En 2014, les Abattoirs Frac-Midi-Pyrénées se sont portés acquéreurs d’un ensemble de photographies de Gaël Bonnefon, privilégiant dans le corpus développé par ce dernier l’idée d’un certain « éclatement » paysager, un choix qui est une suite directe à l’intervention de l’artiste lors de l’édition 2013 de Afiac. C’est au golf des étangs que Gaël Bonnefon a travaillé. Au restaurant du golf, il a posé ses images sur des sets de table. Mais il les a aussi lancées dans le parcours. Sur le mur du practice – un étrange stand de tir face à un étang – Bonnefon a placardé l’image d’un chien couché sur le flanc, allongé sur un sol marbré. La bête y est rincée. Elle est comme brisée d’avoir couru après le leurre d’une balle qui ne lui était pas destinée. Elle est sèche et son humidité est ailleurs. Sa sueur pourrait être celle qui suinte, animale, dans chacune des vues lacustres produites par le photographe à cette occasion.

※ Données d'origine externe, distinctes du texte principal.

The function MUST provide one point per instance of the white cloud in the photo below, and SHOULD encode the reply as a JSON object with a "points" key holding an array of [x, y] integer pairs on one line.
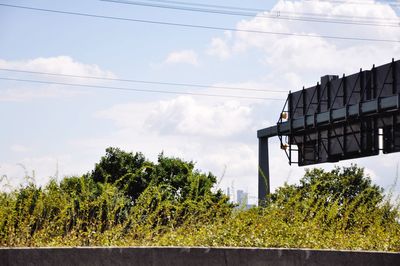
{"points": [[58, 65], [186, 116], [182, 57], [19, 148], [219, 48], [318, 54]]}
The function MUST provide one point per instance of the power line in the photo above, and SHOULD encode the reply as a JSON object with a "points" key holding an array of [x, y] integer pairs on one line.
{"points": [[139, 90], [204, 26], [223, 7], [143, 81], [391, 3], [277, 16]]}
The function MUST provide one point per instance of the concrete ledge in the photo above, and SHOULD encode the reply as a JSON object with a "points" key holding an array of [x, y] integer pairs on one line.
{"points": [[192, 256]]}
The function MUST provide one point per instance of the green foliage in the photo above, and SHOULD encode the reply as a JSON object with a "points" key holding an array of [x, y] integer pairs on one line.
{"points": [[128, 200]]}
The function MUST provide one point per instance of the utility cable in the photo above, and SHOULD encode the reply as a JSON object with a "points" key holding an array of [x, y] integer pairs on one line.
{"points": [[204, 26], [140, 90], [278, 12], [143, 81], [278, 16]]}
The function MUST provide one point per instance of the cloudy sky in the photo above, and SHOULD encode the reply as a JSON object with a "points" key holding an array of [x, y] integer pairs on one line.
{"points": [[60, 130]]}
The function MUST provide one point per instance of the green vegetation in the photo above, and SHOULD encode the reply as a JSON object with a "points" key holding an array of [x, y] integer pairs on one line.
{"points": [[127, 200]]}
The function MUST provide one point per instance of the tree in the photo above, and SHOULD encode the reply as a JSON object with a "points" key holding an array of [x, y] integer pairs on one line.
{"points": [[133, 173], [344, 194]]}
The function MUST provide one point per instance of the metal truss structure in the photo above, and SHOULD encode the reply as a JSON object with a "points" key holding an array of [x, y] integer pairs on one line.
{"points": [[338, 119]]}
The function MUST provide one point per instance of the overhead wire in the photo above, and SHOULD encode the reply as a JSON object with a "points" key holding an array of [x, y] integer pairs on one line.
{"points": [[143, 81], [203, 26], [276, 16], [391, 3], [258, 10], [140, 90]]}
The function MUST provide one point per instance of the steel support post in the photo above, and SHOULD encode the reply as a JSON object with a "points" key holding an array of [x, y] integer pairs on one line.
{"points": [[263, 171]]}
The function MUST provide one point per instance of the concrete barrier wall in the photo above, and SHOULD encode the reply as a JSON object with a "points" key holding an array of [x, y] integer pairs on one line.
{"points": [[147, 256]]}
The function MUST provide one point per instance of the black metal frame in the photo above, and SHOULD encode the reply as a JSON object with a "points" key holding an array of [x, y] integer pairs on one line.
{"points": [[323, 94]]}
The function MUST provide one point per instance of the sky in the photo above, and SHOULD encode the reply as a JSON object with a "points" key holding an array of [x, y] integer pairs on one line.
{"points": [[53, 130]]}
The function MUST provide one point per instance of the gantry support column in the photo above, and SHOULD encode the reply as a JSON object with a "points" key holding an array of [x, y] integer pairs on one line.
{"points": [[263, 171]]}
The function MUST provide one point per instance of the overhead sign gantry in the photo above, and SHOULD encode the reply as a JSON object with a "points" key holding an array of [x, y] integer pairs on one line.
{"points": [[338, 119]]}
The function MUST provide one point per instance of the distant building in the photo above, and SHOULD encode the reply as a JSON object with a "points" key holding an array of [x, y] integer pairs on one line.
{"points": [[242, 198]]}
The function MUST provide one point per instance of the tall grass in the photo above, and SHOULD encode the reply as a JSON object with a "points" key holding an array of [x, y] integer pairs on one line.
{"points": [[81, 212]]}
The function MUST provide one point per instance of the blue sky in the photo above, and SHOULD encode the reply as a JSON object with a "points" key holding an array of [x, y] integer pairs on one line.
{"points": [[48, 125]]}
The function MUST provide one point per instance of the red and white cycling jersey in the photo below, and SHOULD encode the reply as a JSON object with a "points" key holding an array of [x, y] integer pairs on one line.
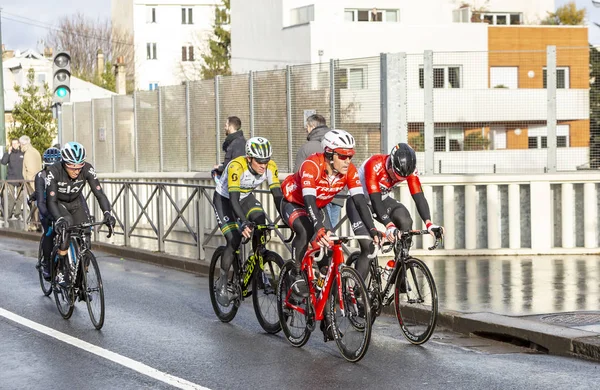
{"points": [[375, 178], [312, 179]]}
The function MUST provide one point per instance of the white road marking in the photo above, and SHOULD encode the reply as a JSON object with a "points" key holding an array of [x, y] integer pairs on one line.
{"points": [[104, 353]]}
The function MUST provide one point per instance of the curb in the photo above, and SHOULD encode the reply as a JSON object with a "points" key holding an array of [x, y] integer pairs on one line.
{"points": [[552, 339]]}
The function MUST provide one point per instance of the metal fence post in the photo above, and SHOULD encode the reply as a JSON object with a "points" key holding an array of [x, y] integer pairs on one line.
{"points": [[251, 101], [332, 122], [551, 120], [288, 104], [160, 145], [126, 215], [160, 218], [114, 125], [429, 126], [188, 125], [393, 100], [74, 123], [199, 224], [135, 134], [92, 118], [218, 117]]}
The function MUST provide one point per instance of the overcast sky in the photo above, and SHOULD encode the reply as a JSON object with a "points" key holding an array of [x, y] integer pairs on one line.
{"points": [[27, 33], [33, 13]]}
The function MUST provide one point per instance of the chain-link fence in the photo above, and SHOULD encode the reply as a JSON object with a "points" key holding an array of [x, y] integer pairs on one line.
{"points": [[463, 112]]}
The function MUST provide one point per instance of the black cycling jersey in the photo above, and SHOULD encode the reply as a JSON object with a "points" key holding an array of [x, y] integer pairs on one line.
{"points": [[60, 188], [40, 193]]}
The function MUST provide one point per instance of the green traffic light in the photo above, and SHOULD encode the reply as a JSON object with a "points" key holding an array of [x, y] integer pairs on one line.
{"points": [[61, 92]]}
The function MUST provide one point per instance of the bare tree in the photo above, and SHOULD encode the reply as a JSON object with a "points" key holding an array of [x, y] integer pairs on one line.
{"points": [[83, 37]]}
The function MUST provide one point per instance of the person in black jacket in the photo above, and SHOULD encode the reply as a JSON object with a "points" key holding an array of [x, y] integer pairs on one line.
{"points": [[14, 160], [234, 145], [51, 156]]}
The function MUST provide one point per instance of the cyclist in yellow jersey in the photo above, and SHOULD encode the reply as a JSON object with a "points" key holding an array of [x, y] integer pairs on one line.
{"points": [[236, 208]]}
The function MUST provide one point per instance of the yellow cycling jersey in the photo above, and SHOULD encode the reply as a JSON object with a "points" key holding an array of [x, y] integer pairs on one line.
{"points": [[238, 178]]}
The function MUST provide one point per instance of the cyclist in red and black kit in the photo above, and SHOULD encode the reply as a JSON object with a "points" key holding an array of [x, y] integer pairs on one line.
{"points": [[379, 175], [320, 177], [64, 184]]}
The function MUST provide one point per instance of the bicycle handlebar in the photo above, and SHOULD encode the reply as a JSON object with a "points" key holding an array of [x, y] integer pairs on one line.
{"points": [[268, 226], [86, 225], [403, 235]]}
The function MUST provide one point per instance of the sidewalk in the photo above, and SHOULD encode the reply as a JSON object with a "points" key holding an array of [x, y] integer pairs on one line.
{"points": [[541, 302]]}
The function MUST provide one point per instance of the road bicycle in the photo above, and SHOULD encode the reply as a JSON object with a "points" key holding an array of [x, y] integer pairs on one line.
{"points": [[85, 281], [409, 284], [340, 299], [45, 284], [261, 268]]}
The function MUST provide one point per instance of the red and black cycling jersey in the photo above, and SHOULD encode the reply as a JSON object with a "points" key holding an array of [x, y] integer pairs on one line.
{"points": [[60, 188], [375, 177], [378, 183], [312, 179]]}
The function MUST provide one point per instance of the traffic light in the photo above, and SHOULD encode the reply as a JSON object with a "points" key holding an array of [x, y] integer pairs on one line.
{"points": [[61, 77]]}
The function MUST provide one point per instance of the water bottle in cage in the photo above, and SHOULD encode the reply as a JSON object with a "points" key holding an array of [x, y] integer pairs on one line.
{"points": [[387, 271]]}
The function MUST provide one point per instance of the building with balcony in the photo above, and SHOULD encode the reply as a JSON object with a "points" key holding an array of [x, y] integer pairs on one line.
{"points": [[169, 38], [15, 66], [489, 64]]}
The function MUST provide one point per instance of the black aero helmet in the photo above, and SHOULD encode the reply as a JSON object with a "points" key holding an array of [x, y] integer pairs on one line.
{"points": [[404, 159]]}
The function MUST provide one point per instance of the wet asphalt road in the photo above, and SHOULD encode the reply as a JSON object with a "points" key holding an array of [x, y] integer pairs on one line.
{"points": [[163, 318]]}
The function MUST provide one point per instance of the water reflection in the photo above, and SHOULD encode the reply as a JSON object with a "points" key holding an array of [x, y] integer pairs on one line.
{"points": [[518, 286], [504, 285]]}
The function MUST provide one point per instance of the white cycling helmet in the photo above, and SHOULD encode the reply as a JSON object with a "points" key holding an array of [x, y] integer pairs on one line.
{"points": [[259, 148], [338, 141]]}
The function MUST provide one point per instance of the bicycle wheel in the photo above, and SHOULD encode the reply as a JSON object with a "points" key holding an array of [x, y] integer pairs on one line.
{"points": [[352, 323], [291, 310], [64, 296], [416, 302], [224, 313], [92, 289], [264, 297], [46, 285]]}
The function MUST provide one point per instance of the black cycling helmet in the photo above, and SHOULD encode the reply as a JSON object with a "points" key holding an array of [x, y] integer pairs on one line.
{"points": [[404, 159]]}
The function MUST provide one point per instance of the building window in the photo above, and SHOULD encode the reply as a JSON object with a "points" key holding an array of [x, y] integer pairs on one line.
{"points": [[562, 78], [151, 51], [187, 53], [40, 78], [448, 139], [443, 77], [150, 14], [356, 78], [187, 16], [503, 19], [302, 15], [538, 137], [372, 15]]}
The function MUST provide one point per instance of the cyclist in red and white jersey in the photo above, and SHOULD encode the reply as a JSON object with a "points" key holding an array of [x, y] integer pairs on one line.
{"points": [[379, 175], [320, 177]]}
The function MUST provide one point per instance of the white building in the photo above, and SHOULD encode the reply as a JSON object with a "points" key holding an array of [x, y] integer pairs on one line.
{"points": [[169, 37], [15, 73], [268, 34]]}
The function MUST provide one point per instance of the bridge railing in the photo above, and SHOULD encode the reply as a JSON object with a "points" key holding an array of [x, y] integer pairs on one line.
{"points": [[510, 214]]}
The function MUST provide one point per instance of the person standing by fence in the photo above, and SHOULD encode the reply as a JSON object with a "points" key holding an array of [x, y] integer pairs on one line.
{"points": [[234, 145], [14, 160], [32, 164], [316, 128]]}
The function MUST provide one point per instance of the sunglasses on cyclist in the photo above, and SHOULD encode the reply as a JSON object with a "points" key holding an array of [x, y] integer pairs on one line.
{"points": [[344, 157], [74, 167]]}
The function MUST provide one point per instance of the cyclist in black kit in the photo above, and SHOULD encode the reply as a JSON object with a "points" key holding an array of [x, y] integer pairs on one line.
{"points": [[64, 184]]}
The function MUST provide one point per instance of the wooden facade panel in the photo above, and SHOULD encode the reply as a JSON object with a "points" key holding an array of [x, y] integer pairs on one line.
{"points": [[525, 47]]}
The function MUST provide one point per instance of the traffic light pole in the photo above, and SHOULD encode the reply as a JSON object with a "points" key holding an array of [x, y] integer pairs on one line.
{"points": [[58, 108], [2, 124]]}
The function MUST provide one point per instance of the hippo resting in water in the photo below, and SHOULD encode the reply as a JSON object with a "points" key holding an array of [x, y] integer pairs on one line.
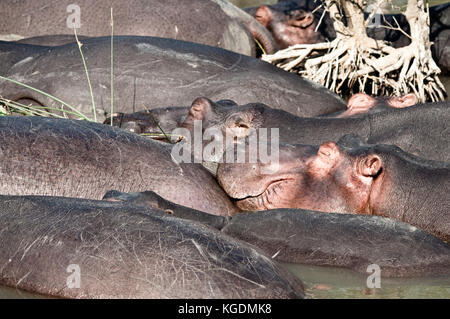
{"points": [[167, 119], [347, 177], [419, 129], [44, 156], [128, 251], [182, 20], [323, 239], [153, 72]]}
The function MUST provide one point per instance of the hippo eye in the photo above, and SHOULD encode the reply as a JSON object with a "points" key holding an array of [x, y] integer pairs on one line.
{"points": [[242, 125]]}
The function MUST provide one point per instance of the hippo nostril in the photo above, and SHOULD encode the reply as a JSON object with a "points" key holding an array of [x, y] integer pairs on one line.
{"points": [[242, 125]]}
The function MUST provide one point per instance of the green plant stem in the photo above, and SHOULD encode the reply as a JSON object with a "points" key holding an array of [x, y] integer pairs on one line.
{"points": [[47, 95], [112, 66], [87, 76]]}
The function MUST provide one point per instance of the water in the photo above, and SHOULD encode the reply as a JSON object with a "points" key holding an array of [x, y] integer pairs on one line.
{"points": [[331, 282]]}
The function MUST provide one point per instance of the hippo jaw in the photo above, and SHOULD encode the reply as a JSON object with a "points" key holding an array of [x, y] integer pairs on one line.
{"points": [[277, 194]]}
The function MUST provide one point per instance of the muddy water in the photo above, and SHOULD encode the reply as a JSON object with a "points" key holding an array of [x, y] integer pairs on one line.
{"points": [[329, 282]]}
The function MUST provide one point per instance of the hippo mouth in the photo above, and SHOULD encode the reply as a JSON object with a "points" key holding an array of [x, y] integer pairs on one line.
{"points": [[299, 20], [273, 196]]}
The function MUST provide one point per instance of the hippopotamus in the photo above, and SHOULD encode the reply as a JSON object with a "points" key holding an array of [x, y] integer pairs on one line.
{"points": [[418, 129], [324, 239], [166, 119], [52, 40], [151, 72], [80, 248], [182, 20], [295, 22], [361, 103], [71, 158], [349, 176]]}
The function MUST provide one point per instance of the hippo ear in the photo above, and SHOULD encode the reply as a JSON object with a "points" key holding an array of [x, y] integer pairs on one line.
{"points": [[198, 111], [263, 15], [360, 102], [370, 165], [301, 18], [403, 101]]}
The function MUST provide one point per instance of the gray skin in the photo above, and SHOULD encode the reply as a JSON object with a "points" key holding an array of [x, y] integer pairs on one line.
{"points": [[419, 129], [52, 40], [347, 177], [182, 20], [152, 72], [167, 119], [128, 251], [322, 239], [57, 157]]}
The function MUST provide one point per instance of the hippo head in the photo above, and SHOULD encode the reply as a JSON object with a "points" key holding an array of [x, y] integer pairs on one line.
{"points": [[227, 117], [332, 177], [362, 103], [290, 22]]}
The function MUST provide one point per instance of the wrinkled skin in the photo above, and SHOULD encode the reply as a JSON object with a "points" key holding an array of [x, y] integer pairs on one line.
{"points": [[52, 40], [128, 251], [152, 72], [182, 20], [156, 121], [323, 239], [167, 119], [362, 103], [57, 157], [419, 129], [347, 177], [293, 22]]}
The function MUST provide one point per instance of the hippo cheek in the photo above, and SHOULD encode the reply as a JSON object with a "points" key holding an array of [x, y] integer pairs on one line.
{"points": [[279, 194]]}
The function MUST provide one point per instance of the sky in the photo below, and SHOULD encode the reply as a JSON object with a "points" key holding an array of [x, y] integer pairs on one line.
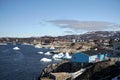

Le gris bleu du ciel et le vert des mares posés dans ces clichés le sont derrière le fard d’une bruine qui s’assimile à une transpiration. Subjective, prise à la volée, la photographie de Gaël Bonnefon n’est pas pour autant le rendu d’une vision épileptique ou la traque d’un acmé destiné à être figé dans un instant éternel. Son intensité se développe dans un état physique lent, de l’ordre de l’épuisement ou de la récupération. Ses instants et ses vertiges, fixés dans des décadrages et des virages chromatiques métalliques, rappellent – même dans des clichés exempts de toutes traces humaines ou animales –
le début et la fin d’une course. « Elle est où la baballe » était le titre donné par l’artiste à son exposition. L’on en retient le claquement à vide qui saisit un chien lorsque l’on garde le projectile dans la main.